Pattern matching remains a critical aspect of all medical diagnoses and that includes psychiatry.  It is still a popular trope that psychiatric diagnosis is DSM centric and nothing could be farther from the truth. The real value of psychiatry is the training and direct observation and assessment of real problems. Reading a checklist of symptoms is essentially worthless without knowing those patterns.  The obvious examples from this case are psychosis, seizures, and catatonia and their many variations.  The wording in the case report is often stacked to cause an association to those patterns.

An obvious example is whole body shaking followed by hypoxemia and an elevated lactate level should lead to an association to generalized seizures and probably similar patients seen in the past with that condition.  Similarly, the features of catatonia should be obvious without referring to a catatonia rating scale and lead to associations to past catatonia patients diagnosed and treated. Superimposed on these diagnostic patterns should be a general pattern of how to approach very ill patients – in this case patients who have either serious psychiatric disorders or psychiatric syndromes secondary to serious medical and neurological conditions. How should a stuporous or comatose be examined?  That should include a triage pattern of how that patient needs to be stabilized until the diagnosis is determined.

As an example – what should happen if this patient is described to you as an admitting psychiatrist?  Should they be admitted to a typical inpatient psychiatric unit?  All that I would need to hear is hypoxemia following seizure like activity and my answer would be no.  They need to be in a unit that has telemetry and critical care nursing and psychiatric units do not.

There are also patterns on the rule-in side.  Are there any features of this illness that match typical patterns of schizophrenia, bipolar disorder, or depression?  Are there any features that match acute intoxication with commonly used substances?  Is the patient medically stable enough to be treated on a psychiatric unit? 

How do we prepare acute care psychiatrists who are based in medical neuroscience?  Thomas Insel the former NIMH director had the idea of a rotating clinical neuroscience fellowship where neurology, psychiatry, and neurosurgery residents would do a 2 year fellowship before moving on their respective residencies.  That is a hard sell when you come out of it needing to do another 3 – 5 years of residency. 

I propose getting ready in medical school.  Most MS4 courses are electives and there is probably room to further modify the MS3 year.  In addition to basic general medicine and surgery I recommend the following electives: neurosurgery, neurology, endocrinology, infectious disease, renal medicine, cardiology, emergency medicine, and allergy and immunology.  Just rotating through is not enough given what I have said about the pattern matching requirement.
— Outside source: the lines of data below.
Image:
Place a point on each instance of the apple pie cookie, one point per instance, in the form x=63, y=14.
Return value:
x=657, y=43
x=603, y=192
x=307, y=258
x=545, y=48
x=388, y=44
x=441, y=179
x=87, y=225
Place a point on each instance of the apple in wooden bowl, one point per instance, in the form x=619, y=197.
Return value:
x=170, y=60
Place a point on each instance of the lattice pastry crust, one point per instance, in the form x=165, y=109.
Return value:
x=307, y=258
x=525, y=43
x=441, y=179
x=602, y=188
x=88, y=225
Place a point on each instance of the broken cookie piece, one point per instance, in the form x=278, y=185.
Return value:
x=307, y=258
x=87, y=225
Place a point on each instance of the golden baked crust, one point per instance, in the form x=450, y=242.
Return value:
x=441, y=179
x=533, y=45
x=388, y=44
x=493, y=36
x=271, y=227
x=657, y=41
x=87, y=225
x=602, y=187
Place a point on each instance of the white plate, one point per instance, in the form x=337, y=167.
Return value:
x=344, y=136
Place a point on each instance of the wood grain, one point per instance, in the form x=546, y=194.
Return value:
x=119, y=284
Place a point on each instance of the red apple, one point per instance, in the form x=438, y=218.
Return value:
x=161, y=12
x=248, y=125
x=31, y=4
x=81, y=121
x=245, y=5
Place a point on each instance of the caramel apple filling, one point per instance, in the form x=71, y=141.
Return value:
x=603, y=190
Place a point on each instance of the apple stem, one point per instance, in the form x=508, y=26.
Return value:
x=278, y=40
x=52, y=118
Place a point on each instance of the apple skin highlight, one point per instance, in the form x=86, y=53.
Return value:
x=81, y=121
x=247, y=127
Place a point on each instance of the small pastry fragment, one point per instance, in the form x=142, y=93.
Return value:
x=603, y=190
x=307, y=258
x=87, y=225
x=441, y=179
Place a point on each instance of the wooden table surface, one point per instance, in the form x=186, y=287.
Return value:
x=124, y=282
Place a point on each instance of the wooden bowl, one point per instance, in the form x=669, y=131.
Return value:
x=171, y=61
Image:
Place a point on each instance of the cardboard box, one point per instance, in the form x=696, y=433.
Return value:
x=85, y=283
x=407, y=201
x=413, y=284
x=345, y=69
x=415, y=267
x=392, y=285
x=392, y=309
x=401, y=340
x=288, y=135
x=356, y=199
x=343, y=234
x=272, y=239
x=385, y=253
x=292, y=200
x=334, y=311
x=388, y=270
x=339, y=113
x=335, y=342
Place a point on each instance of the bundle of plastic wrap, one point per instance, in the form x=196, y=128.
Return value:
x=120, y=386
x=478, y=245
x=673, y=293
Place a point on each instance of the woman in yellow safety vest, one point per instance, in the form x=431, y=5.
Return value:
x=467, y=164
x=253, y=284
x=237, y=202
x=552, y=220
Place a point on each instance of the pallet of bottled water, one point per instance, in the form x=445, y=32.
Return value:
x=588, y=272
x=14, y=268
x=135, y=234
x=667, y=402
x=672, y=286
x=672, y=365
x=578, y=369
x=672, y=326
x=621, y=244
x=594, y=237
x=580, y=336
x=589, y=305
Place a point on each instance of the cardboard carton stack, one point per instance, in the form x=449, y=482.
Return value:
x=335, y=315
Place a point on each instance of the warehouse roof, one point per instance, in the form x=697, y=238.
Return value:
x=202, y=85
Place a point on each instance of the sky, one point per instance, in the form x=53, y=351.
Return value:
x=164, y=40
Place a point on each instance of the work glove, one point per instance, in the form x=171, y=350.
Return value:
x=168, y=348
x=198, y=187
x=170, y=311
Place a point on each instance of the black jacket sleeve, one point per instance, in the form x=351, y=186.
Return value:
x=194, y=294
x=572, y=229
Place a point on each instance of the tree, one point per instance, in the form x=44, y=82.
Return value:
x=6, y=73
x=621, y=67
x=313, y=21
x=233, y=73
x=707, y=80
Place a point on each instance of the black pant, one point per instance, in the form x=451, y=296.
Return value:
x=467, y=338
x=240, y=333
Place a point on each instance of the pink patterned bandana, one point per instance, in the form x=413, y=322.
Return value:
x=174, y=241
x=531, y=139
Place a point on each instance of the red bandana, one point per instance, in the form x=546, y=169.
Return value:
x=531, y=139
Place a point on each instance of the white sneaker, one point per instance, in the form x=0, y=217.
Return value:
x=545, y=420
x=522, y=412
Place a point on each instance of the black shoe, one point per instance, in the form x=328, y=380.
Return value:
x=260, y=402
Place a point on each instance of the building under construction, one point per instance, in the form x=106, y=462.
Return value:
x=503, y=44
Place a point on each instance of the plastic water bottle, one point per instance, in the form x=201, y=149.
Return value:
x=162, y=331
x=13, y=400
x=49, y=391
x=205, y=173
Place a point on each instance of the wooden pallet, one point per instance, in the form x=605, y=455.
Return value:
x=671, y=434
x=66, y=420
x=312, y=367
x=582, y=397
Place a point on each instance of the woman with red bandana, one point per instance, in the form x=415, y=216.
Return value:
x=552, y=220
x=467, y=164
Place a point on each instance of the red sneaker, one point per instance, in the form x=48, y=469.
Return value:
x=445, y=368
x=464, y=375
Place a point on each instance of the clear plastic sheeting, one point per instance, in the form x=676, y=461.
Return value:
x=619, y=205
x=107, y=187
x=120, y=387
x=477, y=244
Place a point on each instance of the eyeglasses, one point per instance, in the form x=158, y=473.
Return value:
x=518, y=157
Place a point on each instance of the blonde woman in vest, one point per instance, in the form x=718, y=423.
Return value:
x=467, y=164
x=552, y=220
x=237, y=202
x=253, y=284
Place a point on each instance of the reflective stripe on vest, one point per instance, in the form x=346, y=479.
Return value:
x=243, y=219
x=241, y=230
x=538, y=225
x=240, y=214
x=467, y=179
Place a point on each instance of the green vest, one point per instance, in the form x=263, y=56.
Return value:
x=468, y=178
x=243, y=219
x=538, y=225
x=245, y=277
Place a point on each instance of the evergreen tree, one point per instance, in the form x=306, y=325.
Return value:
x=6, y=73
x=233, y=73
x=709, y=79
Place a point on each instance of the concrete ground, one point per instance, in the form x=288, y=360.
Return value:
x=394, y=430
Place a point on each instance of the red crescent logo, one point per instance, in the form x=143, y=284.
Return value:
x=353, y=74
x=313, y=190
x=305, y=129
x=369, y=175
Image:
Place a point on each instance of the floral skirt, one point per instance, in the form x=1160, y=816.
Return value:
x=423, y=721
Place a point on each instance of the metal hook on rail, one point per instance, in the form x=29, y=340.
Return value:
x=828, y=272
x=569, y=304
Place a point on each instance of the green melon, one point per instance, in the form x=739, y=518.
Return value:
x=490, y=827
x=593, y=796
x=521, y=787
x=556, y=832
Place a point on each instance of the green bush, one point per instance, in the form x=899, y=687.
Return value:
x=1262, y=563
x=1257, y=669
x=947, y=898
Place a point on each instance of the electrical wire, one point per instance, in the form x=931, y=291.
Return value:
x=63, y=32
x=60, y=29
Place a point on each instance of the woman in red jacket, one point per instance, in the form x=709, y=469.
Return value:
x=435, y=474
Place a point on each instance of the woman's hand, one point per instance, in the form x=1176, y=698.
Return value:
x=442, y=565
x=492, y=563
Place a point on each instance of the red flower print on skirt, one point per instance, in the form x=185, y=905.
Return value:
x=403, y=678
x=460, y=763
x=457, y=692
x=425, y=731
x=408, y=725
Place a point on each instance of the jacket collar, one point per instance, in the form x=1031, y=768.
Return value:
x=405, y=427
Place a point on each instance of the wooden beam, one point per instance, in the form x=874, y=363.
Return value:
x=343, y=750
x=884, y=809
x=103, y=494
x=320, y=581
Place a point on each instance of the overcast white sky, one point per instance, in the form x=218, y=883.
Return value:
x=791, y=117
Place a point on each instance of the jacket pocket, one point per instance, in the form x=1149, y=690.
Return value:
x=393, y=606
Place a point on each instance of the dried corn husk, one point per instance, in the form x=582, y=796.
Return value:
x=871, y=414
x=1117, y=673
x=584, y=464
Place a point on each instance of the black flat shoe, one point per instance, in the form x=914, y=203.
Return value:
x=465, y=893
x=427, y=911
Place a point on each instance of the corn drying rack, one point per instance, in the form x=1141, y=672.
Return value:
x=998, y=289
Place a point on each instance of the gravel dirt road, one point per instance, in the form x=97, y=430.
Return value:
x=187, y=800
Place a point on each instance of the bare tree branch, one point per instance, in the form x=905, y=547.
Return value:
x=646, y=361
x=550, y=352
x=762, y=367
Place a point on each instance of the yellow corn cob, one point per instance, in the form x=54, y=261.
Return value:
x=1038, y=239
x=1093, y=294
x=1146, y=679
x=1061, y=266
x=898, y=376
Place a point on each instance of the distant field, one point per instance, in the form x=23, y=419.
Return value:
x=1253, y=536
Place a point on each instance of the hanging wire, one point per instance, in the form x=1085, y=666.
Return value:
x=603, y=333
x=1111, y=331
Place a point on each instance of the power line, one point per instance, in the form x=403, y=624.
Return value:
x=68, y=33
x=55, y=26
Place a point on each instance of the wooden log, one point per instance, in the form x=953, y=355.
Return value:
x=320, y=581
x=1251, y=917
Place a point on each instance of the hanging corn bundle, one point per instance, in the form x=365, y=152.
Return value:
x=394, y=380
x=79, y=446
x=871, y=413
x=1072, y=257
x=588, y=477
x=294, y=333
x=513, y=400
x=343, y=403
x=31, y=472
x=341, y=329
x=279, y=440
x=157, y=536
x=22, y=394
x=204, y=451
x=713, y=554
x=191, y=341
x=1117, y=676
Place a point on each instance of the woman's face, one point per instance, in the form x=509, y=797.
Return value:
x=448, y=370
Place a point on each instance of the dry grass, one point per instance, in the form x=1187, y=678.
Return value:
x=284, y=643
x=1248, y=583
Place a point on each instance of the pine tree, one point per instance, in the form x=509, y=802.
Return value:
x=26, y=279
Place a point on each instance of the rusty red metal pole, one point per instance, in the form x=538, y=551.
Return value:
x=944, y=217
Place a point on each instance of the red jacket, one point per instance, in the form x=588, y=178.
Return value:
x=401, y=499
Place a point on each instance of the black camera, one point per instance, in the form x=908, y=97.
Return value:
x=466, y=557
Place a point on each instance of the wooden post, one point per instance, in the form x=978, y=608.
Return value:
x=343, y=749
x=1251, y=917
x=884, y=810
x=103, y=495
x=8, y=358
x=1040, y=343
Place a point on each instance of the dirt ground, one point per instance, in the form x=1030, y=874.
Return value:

Enough acute care cases and unusual presentations of psychiatric disorders associated with brain and medical illnesses need to be seen as possible.  Only that will get residents ready to make diagnoses like the one in this case. It helps to have an attitude and interest in treating the most severe problems in psychiatry. 

And once you are out – keep reading the journals including the NEJM.

 

George Dawson, MD, DFAPA

 

1:  Restrepo JA, Mojtahed A, Morelli LW, Venna N, Turashvili G. Case 22-2025: A 19-Year-Old Woman with Seizure like Activity and Odd Behaviors. N Engl J Med. 2025 Jul 31;393(5):488-496. doi: 10.1056/NEJMcpc2412531. PMID: 40742263.

2:  Plum F, Posner JB.  The Diagnosis of Stupor and Coma.  FA Davis Company, Philadelphia, 1980.